What we have seen in our studies is that a large number of genetic alterations, associated for example with autism, do not alter neuronal wiring, i.e. the anatomical structure of the white matter bundles is regular. In contrast to a preserved brain structure, which has no defects, we have, however, observed that what is greatly altered is the communication between the various areas, i.e. the way they talk to each other. There is therefore a whole series of network alterations that are not due to the fact that the network is wrong, or badly assembled, but what we suspect, and what is becoming increasingly evident, is that the network is simply dysregulated. To give an example, if I run a perfectly wired power grid at 500 volts instead of 220 volts as usual, the circuit does not work. These illnesses, therefore, do not necessarily have a problem with the assembly or wiring of the circuits, but very often they are dysregulated, they have a problem with the incorrect regulation of the signals.
Another interesting thing we do is to develop mapping to better classify developmental diseases. For example, autism is a spectrum, which is a very heterogeneous disease that does not always present itself in the same way. One of the reasons why we do not yet have any treatment is precisely because of the heterogeneity of this disease, both genetically and neurologically. In order to obtain a treatment for this type of disease, it is therefore necessary to find subcategories of patients that are more homogeneous. It has been seen in animal models that these network mappings very well define subcategories linked to particular genetic mutations associated with autism.
What is meant by subcategories?
Let us imagine patients who have a homogeneous biological or neurological dysfunction, that is, whose problems have common elements. If we think of tumours, we have realised in recent decades that there are many different types, so it is a very heterogeneous disease, for which treatments are sought according to subcategories.
In the case of autism, in many ways we are still where we were forty years ago with cancer.
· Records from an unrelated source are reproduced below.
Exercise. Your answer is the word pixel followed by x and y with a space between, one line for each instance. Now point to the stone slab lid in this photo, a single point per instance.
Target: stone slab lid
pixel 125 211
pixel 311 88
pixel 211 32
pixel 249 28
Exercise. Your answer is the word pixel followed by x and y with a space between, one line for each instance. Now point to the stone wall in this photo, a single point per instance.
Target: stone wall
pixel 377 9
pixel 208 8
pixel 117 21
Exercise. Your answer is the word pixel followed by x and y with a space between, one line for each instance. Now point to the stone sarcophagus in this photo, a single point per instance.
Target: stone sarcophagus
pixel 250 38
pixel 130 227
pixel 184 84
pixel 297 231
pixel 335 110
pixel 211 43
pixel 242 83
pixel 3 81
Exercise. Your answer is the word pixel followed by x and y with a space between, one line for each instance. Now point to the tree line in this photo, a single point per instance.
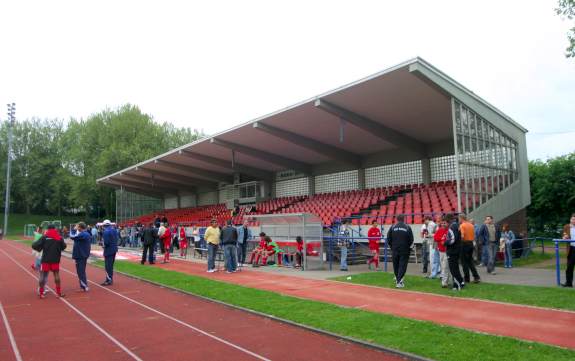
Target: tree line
pixel 55 163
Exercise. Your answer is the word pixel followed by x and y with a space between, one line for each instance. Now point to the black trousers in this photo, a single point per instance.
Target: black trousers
pixel 400 260
pixel 149 251
pixel 109 263
pixel 570 266
pixel 243 247
pixel 467 261
pixel 81 271
pixel 453 261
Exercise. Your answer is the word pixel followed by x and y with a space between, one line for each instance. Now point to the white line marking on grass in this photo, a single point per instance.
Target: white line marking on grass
pixel 260 357
pixel 92 322
pixel 10 334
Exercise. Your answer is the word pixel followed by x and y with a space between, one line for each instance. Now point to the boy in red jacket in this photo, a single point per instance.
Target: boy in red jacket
pixel 439 238
pixel 374 236
pixel 51 244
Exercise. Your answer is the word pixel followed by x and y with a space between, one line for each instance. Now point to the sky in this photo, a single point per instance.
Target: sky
pixel 212 65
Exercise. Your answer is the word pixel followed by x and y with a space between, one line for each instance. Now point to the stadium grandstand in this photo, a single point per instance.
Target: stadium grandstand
pixel 407 140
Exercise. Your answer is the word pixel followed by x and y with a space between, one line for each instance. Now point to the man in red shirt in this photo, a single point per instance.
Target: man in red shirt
pixel 374 236
pixel 439 238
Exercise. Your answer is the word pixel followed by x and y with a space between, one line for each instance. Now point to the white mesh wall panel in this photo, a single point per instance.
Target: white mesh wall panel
pixel 171 202
pixel 394 174
pixel 336 182
pixel 292 187
pixel 442 168
pixel 228 193
pixel 208 198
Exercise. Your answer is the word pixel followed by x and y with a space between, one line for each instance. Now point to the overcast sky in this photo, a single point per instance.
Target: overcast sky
pixel 215 64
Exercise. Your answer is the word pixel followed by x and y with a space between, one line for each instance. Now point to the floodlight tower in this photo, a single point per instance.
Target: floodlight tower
pixel 11 119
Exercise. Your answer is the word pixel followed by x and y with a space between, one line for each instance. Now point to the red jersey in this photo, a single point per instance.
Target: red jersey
pixel 374 235
pixel 299 247
pixel 439 238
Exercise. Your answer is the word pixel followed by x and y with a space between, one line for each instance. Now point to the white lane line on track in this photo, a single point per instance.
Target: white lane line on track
pixel 10 334
pixel 110 337
pixel 259 357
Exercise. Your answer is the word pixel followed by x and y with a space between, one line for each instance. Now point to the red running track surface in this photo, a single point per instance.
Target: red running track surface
pixel 554 327
pixel 151 322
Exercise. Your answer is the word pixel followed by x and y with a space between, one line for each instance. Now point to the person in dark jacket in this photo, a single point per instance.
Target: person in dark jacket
pixel 453 251
pixel 81 251
pixel 229 240
pixel 400 238
pixel 149 236
pixel 110 242
pixel 51 244
pixel 489 235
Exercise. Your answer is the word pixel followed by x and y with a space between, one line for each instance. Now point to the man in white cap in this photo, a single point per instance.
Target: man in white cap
pixel 110 238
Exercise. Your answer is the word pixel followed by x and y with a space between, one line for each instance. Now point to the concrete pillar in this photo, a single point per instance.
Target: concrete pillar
pixel 361 178
pixel 311 184
pixel 426 170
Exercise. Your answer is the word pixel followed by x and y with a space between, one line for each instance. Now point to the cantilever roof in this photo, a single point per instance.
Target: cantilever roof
pixel 403 110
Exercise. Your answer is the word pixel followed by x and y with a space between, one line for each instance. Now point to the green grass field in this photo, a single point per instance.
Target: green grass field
pixel 418 337
pixel 553 297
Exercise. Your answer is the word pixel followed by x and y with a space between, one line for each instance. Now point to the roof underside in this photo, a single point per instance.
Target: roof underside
pixel 395 110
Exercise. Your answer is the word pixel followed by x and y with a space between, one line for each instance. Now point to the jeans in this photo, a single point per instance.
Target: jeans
pixel 492 249
pixel 212 250
pixel 435 265
pixel 343 260
pixel 424 256
pixel 508 255
pixel 230 255
pixel 445 274
pixel 242 250
pixel 467 261
pixel 81 271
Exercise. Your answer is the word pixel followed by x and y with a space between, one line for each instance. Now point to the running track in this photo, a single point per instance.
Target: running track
pixel 134 320
pixel 554 327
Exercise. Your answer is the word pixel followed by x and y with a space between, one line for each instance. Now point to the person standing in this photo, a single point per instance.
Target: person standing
pixel 212 237
pixel 166 240
pixel 508 238
pixel 453 251
pixel 343 242
pixel 400 239
pixel 229 238
pixel 110 244
pixel 569 233
pixel 149 243
pixel 51 244
pixel 490 235
pixel 374 237
pixel 81 252
pixel 428 230
pixel 439 238
pixel 244 235
pixel 467 238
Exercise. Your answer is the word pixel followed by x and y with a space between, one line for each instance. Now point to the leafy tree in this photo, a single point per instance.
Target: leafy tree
pixel 552 194
pixel 566 8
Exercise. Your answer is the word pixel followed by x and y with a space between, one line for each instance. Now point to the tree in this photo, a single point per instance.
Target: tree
pixel 552 194
pixel 566 8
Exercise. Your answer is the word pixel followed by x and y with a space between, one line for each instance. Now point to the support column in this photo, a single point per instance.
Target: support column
pixel 361 178
pixel 311 184
pixel 426 170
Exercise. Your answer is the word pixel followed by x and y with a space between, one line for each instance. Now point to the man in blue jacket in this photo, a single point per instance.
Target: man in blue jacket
pixel 244 235
pixel 489 235
pixel 110 242
pixel 81 251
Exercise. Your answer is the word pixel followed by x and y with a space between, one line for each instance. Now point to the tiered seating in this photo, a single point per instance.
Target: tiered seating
pixel 382 204
pixel 329 206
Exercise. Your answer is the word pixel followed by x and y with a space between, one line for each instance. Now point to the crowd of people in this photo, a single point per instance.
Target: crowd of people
pixel 450 244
But we are at the beginning of a revolution, because we have now realised that there are different types of autism and imaging studies can help advance this field.
What is the challenge?
The challenge now is to understand what ‘different types’ means. There are several criteria used in this type of study: one is genetics, but it is not the only one; we are proposing another one, which does not ask what the underlying genetic mechanism is, but rather the brain dysfunction. We have seen that there are dysfunctions that cause excessive network activity, and others for which the network functions poorly. And it is unthinkable to treat two such different problems with the same drug. That is why it will be crucial to learn how to differentiate these conditions on a clinical level.
Alessandro Gozzi’s is not only a largely multidisciplinary research, in which the work carried out in the laboratory has a very high degree of technical complexity, but it is also the first study to map brain networks in rodents, and one of the few in the world that has developed methods to map brain activity between species three-dimensionally. This is why neuroscience today has started to talk about networks.